There are times when Pat is right on....then there are times when he’s an absolute idiot.
This is one of those times.
Pat Buchanan is like all fruitcakes - you just never know what you are going to get...some good, some bad, some awful...
I think Pat Buchanan has lost his marbles he has gone over the deep end!!!! I was for him for President once! Maybe being on MSNBC has rubbed off on him he is almost as bad as Ron Paul!!!
what neocons is he referring to? Obama? Michelle? Rahm? Hillary “That Jew Bastard” Clinton? Who? Who? (and no, I am not an owl!).
Anti-semitism is a sure sign of madness.
MSDNC employs Pat Buchanan for the sole reason of misrepresenting the views of the Right.
I loathe the guy myself, but you have misrepresented what he said. I went back and watched the vid, and what he said was that the criticism of Obama’s weak response is coming in part from a hawkish pro-Israel set of voices, including Netanyahu, who would welcome a confrontation with Iran to take out it’s nuclear capabilities. I think that’s pretty accurate.
I supported Pat for a while, and then he went crazy.
I’m amazed that Ingraham, Hannity, and other conservative talk show hosts give Buchanan time.
Pat in the way past seemed normal...not he just seems strange.
MSNBC keeps Buchanan on as their token conservative so that all his comments are ascribed to conservatives, generally.
If anyone thinks that liberals don’t see Buchanan as the face and voice of conservatism, they have another thing coming .. rather Machiavellian of MSNBC.

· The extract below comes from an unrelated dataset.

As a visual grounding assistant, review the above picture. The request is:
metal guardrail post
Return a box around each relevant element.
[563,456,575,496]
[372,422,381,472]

Buchanan is far from MY idea of a conservative .. I’ll stick with Rush any day.
Go back to your cage, Pat.
Pat needs to shut up and learn German, so that he can express himself properly.
'Comrade Wolf' and the mullahsIn the 27 years since the Iranian Revolution, the United States has launched air strikes on Libya, invaded Grenada, put Marines in Lebanon and run air strikes in the Bekaa Valley and Chouf Mountains in retaliation for the Beirut bombing.
We invaded Panama, launched Desert Storm to liberate Kuwait and put troops into Somalia. Under Clinton, we occupied Haiti, fired cruise missiles into Sudan, intervened in Bosnia, conducted bombing strikes on Iraq and launched a 78-day bombing campaign against Serbia, a nation that never attacked us. Then, we put troops into Kosovo.
After the Soviet Union stood down in Eastern Europe, we moved NATO into Poland and the Baltic states and established U.S. bases in former provinces of Russia's in Central Asia.
Under Bush II, we invaded Afghanistan and Iraq, though it appears Saddam neither had weapons of mass destruction nor played a role in 9-11.
Yet, in this same quarter century when the U.S. military has been so busy it is said to be overstretched and exhausted, Iran has invaded not one neighbor and fought but one war: an 8-year war with Iraq where she was the victim of aggression. And in that war of aggression against Iran, we supported the aggressor.
Hence, when Iran says that even as we have grievances against her, she has grievances against us, does Iran not have at least a small point? And when Russian President Putin calls Bush's America "Comrade Wolf," does he not have at least a small patch of ground on which to stand?
Comrade Wolf knows whom to eat, it eats without listening and its clearly not going to listen to anyone
Vladimir Putin
Herr Buchanan is a bigoted old yokel. MSNBC sure has found a great jester as “token conservative”.
He's kept there by leftists who want to make conservatives look bad.
And by and large, that system works.
I wonder if Pat considered Ronald Reagan a neocon and Lech Walesa a tool?
This is from a great link (posted here on FR of cause) to what Walesa said about this.
"In Solidarity
The Polish people, hungry for justice, preferred "cowboys" over Communists."
"When talking about Ronald Reagan, I have to be personal. We in Poland took him so personally. Why? Because we owe him our liberty. This can't be said often enough by people who lived under oppression for half a century, until communism fell in 1989."At the time Pat kept his opinion to himself, but Ron Paul was one of Reagan's most outspoken critics on this policy." Poles fought for their freedom for so many years that they hold in special esteem those who backed them in their struggle. Support was the test of friendship. President Reagan was such a friend. His policy of aiding democratic movements in Central and Eastern Europe in the dark days of the Cold War meant a lot to us. We knew he believed in a few simple principles such as human rights, democracy and civil society."